Extracting Clinical Information Using the Genomicdatacommons Package

This short post introducds the gdc_clinical() function recently added to the GenomicDataCommons package.

The rich data model at the NCI Genomic Data Commons (GDC) includes clinical and biospecimen details. A recently added feature to the NCI GDC Data Portal is the ability to download tab-delimited files or JSON files for clinical and biospecimen details of samples. The details available in these simplified formats are also available via the GDC API.

library(GenomicDataCommons)

The clinical infomation at the GDC is encapsulated in the cases records.

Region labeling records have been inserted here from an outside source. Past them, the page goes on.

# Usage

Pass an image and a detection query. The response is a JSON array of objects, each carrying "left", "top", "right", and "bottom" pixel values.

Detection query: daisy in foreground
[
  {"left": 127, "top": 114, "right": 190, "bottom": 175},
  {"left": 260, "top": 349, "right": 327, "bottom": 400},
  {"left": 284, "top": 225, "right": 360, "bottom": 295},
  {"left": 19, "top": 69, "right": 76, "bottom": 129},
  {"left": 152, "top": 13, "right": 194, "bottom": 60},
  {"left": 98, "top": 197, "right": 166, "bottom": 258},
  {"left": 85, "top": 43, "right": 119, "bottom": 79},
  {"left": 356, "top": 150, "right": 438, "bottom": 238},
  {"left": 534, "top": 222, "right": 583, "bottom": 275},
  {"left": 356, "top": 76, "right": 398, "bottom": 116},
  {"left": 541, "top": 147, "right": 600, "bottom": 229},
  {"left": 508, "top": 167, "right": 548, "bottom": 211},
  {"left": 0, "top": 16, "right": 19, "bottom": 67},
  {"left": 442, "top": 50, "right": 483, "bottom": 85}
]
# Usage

Here, I introduce the gdc_clinical() function from the GenomicDataCommons package that takes as input GDC case IDs and returns a set of four related data.frames:

  • main: important case metadata
  • demographics: basic demographic information
  • exposures: zero or more documented exposures
  • diagnoses: zero or more diagnoses per case

As an example application, we will examine the clinical details for 100 lung adenocarcinoma patients from TCGA (“TCGA-LUAD”). The case ids are available through a basic cases() query, filtered to include only samples that belong to the project from TCGA-LUAD (stored in the project.project_id field). The query to get these case_ids, then, looks like:

case_ids = cases() %>%
    filter(~ project.project_id == 'TCGA-LUAD') %>%
    results(size=100) %>%
    ids()
head(case_ids)
## [1] "ffb0c0b7-165e-4439-b3e6-62431f40b7fe"
## [2] "f98ecd8a-b878-4f53-b911-20cd8e17281c"
## [3] "ccfdad76-cc45-447f-bed8-ede8f6a8844d"
## [4] "9fcdccae-676e-4071-93c3-23d2d3ab0c00"
## [5] "0232d299-4cdf-4fd7-9a5e-8d13c208b40c"
## [6] "bc4c4079-b449-485d-84e4-a40496e563e8"

These case_ids, each representing a single case (patient) in the GDC, can be be fed directly to gdc_clinical.

clin_res = gdc_clinical(case_ids)

The result is a list of data.frames:

names(clin_res)
## [1] "demographic" "diagnoses"   "exposures"   "main"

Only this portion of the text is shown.